11-03-2016, 01:50 AM
(10-31-2016, 04:32 PM)michaelsean Wrote: I hated everyone. I'd see people walking their dogs, and they looked happy an content. I hated them. I hated everyone I saw in the grocery. I'd see a man with his daughter walking and I'd think, "Do you know what you have?"
My 15 yr old son had a bone tumor that the Dr said was most likely NOT cancer. He showed all the reasons on the MRI, and yet he couldn't say 100% that it wasn't cancer. The way he talked said "Look there is a small chance that this is malignant, but I can't just say that." Having the O in OCD, I conjured up the worst. I went over every word he said. Sometimes it was reassuring, and sometimes it was devastating. My son had surgery last Wednesday, and finally today, 18 days later, we find out that it was benign.
It's scary how vulnerable we are as parents. There was very little chance he had cancer, and if it were cancer, chances were that removing the tumor would be the end of it, and yet I was a wreck for 18 days because there was a chance. Small as it was, there was a chance.
I know at least one person on this board has lost a child, and there may be more, but the entire time I've been a parent, I've never known how people survive that. In actuality I was nowhere close to losing my son, and deep down in my rational brain I knew it, yet impact was stunning.

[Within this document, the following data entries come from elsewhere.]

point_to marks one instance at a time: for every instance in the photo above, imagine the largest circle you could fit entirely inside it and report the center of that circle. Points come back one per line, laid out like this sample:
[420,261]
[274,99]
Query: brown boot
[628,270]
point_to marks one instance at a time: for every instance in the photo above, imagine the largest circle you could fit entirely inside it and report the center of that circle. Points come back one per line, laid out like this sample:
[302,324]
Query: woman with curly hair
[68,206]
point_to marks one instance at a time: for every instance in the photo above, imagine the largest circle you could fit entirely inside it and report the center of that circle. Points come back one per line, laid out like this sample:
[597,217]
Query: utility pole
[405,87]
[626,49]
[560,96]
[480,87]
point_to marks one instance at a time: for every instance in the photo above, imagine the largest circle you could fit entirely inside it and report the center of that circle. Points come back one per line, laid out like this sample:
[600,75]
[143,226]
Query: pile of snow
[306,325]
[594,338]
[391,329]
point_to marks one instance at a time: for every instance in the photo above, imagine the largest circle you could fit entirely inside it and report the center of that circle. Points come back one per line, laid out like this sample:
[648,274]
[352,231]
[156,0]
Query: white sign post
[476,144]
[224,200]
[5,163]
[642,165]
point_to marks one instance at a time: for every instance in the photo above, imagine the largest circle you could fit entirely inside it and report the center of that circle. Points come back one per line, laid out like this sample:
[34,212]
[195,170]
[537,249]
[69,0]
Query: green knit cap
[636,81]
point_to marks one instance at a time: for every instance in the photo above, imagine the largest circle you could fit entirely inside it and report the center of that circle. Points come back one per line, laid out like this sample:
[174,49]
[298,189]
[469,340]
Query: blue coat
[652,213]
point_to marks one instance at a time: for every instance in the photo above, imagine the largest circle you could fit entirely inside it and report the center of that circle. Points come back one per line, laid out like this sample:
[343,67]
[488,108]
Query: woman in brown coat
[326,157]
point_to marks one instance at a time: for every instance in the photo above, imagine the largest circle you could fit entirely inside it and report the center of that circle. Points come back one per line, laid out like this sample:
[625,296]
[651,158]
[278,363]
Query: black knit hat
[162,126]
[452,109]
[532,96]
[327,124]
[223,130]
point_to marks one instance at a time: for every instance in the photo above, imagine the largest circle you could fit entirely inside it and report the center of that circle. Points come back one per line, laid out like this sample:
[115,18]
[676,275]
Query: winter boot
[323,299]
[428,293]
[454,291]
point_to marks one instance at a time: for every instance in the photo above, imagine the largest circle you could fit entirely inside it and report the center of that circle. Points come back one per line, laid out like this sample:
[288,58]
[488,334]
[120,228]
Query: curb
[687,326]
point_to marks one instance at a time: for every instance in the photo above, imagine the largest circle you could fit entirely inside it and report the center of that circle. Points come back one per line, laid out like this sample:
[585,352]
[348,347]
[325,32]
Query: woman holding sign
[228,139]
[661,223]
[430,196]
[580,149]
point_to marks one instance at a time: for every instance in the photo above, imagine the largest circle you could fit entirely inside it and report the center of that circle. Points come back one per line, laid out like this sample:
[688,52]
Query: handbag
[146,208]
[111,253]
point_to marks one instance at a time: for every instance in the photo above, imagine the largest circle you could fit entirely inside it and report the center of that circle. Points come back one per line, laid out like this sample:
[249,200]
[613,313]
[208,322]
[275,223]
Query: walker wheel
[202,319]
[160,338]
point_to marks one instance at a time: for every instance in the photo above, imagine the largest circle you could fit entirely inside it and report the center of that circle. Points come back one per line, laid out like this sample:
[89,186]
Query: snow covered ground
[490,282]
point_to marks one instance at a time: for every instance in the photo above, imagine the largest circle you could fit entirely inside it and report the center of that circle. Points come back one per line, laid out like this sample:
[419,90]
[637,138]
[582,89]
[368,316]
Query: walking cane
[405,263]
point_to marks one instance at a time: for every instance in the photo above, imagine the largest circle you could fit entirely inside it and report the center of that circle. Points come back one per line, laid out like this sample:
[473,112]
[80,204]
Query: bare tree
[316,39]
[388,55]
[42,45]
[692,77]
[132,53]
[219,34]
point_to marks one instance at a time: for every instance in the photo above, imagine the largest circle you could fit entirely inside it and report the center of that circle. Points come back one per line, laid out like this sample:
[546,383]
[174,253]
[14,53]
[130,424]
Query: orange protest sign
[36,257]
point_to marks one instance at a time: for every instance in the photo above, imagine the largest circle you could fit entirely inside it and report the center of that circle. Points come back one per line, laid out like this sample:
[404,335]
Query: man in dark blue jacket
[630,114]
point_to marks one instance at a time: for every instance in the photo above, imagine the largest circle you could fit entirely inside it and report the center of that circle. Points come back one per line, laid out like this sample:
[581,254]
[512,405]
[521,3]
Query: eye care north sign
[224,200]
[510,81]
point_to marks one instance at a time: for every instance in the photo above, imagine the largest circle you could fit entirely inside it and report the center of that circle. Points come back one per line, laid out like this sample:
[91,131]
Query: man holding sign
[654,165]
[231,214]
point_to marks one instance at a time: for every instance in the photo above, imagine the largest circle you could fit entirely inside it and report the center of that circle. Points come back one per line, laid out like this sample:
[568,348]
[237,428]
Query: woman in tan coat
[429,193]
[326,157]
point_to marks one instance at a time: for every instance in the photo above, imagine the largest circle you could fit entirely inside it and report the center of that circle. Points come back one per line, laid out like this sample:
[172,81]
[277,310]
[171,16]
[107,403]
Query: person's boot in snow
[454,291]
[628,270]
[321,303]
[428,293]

I'm not even sure why I decided to write this, but as attentive as I believe I have been to my kids, there are some things I think I realized. During the times when I felt unbelievable dread, I realized all I want is happy, healthy kids. Everything else is noise. I was recently worrying whether my son would make his high school baseball team. I was thinking how many trips to the pitching coach do we need to make. Now? Hey my son just wants to play baseball, and if he doesn't make the high school team he still has his summer ball team, and I think he's fine with that, and so am I. I've made him play football in the past. Mainly because it's the one team you know you can make in high school. He sort of likes it sort of doesn't, not sure if he wants to play. Now I still think it's very good to be on a team in high school, and I will encourage it, but if he says he just doesn't want to play, then I'm ok with that. He will have to work a job if he doesn't play, but that's different I think.
I plan on not wasting some of the realizations that dawned on me.
So glad to hear that your son will be OK. I completely understand where you're coming from (everything else is just noise). I know some people here know that my son is diabetic, diagnosed when he was 4yo. I remember being devastated, but he just turned 16 this past August and has a happy life and does all the stupid things other teenagers do and I couldn't be happier. Well except he has to check his blood sugars and take insulin and he gets irritated sometimes with it. There are so many other children out there with medical conditions I couldn't fathom having to deal with. Best to you and yours.